田原氏「そうなんです。お客さまの疲れの状況は確実に変化してきました。肉体疲労だけではなく、『肩がこる』『目が疲れる』『腰が痛い』という訴えが増えてきたんです。つまり『局所の疲れ』に対処する製品シリーズの必要性が急速にアップしてきたんです。」
そこで登場したのが「局所の疲れ」に対応する『アリナミンEX』。しかし、パソコンがある程度普及しシリーズが発売されたばかりの20年前と比べても、疲れの状況は日々変わっているもよう。

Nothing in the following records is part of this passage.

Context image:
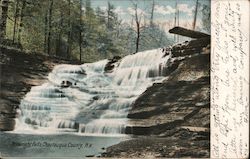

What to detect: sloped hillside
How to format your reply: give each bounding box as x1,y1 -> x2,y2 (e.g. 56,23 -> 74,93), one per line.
0,47 -> 76,131
103,38 -> 210,157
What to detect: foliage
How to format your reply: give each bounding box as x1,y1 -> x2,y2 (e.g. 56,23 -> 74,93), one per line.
1,0 -> 172,62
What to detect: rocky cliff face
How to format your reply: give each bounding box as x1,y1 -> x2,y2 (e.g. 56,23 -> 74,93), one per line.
104,38 -> 210,157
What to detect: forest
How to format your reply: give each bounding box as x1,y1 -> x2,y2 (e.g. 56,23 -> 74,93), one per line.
0,0 -> 210,63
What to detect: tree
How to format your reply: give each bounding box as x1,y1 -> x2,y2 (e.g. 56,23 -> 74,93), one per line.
0,0 -> 9,40
47,0 -> 54,55
150,0 -> 155,27
201,4 -> 211,32
12,0 -> 19,43
133,3 -> 141,53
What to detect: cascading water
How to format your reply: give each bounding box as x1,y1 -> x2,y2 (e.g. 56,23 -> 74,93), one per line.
16,49 -> 169,134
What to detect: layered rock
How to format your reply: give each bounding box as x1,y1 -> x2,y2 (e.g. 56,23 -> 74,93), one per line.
104,38 -> 210,158
0,47 -> 74,131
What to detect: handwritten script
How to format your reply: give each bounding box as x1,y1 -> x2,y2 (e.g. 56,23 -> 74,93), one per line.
211,0 -> 250,158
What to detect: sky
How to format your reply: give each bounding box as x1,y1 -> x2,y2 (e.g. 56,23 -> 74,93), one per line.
91,0 -> 210,31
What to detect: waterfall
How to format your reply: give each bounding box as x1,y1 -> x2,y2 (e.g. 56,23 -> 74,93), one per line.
16,49 -> 169,134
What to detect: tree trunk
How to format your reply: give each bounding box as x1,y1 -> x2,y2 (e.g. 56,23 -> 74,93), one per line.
0,0 -> 9,41
193,0 -> 199,30
44,10 -> 48,53
134,4 -> 140,53
135,22 -> 140,53
18,0 -> 26,44
67,0 -> 71,58
56,10 -> 63,56
79,0 -> 82,62
12,0 -> 19,43
47,0 -> 54,55
150,0 -> 155,27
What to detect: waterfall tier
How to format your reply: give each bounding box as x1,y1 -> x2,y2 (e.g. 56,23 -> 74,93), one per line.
16,49 -> 169,134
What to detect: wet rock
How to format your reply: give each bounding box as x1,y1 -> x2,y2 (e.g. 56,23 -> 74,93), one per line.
104,56 -> 121,73
61,81 -> 72,88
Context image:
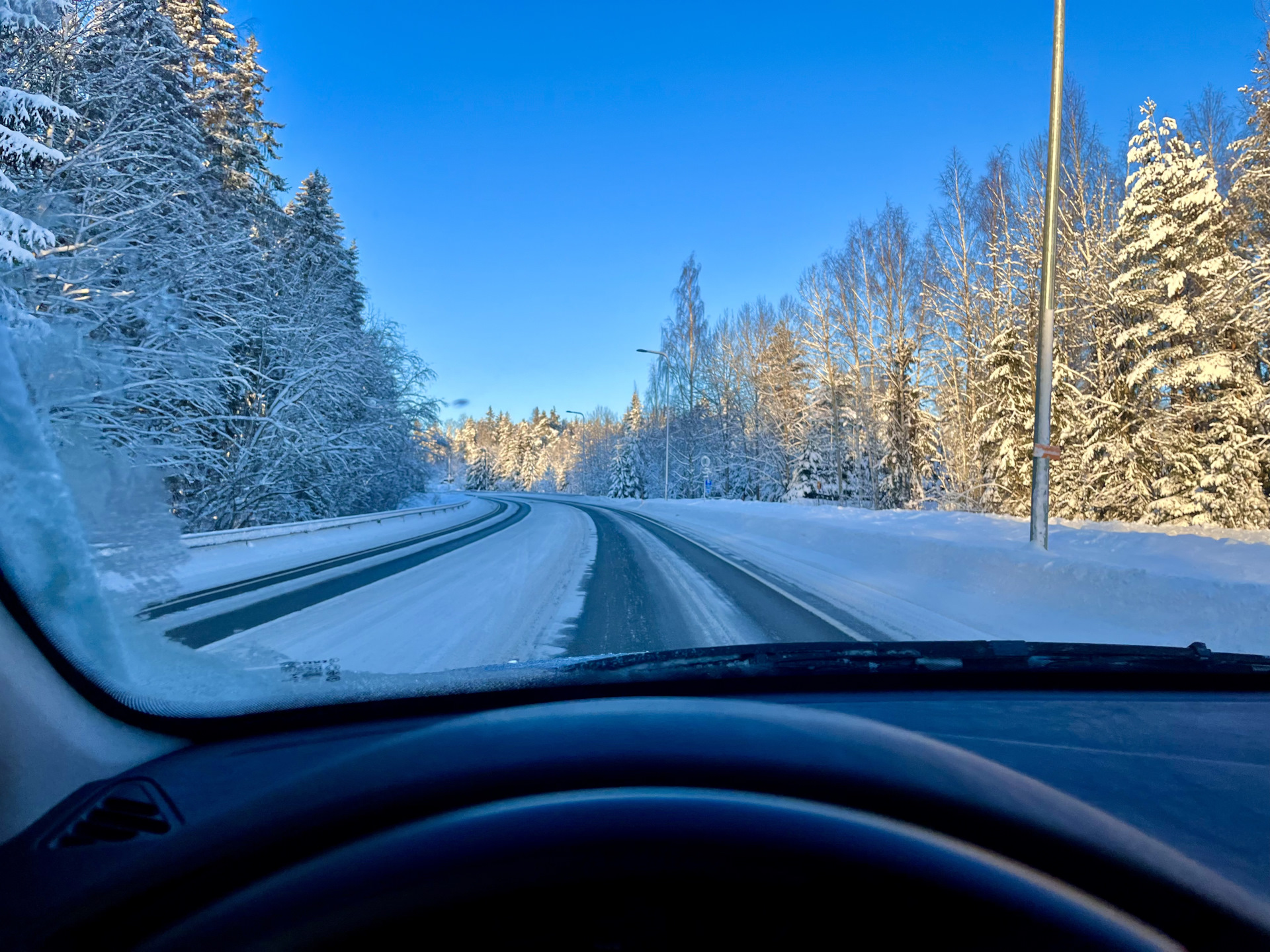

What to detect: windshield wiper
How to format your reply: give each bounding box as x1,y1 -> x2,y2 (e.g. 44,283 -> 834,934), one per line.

田原氏「近年スマートフォンやタブレット端末の普及などにより、近くのものを凝視したり、同じ姿勢を維持するようなシーンが様々な年代で増えてきました。そういった環境変化のなか、従来とは違い、寝ても疲労が回復せずに継続するような、溜まった疲れが増えてきているように感じます。」
確かに近頃、四六時中スマートフォンなど目を酷使するデバイスを見続けていますものね……。ガチガチに固まったような眼精疲労は、肩とも頭とも連動していそう。その疲れはカラダの中から根絶したいものです!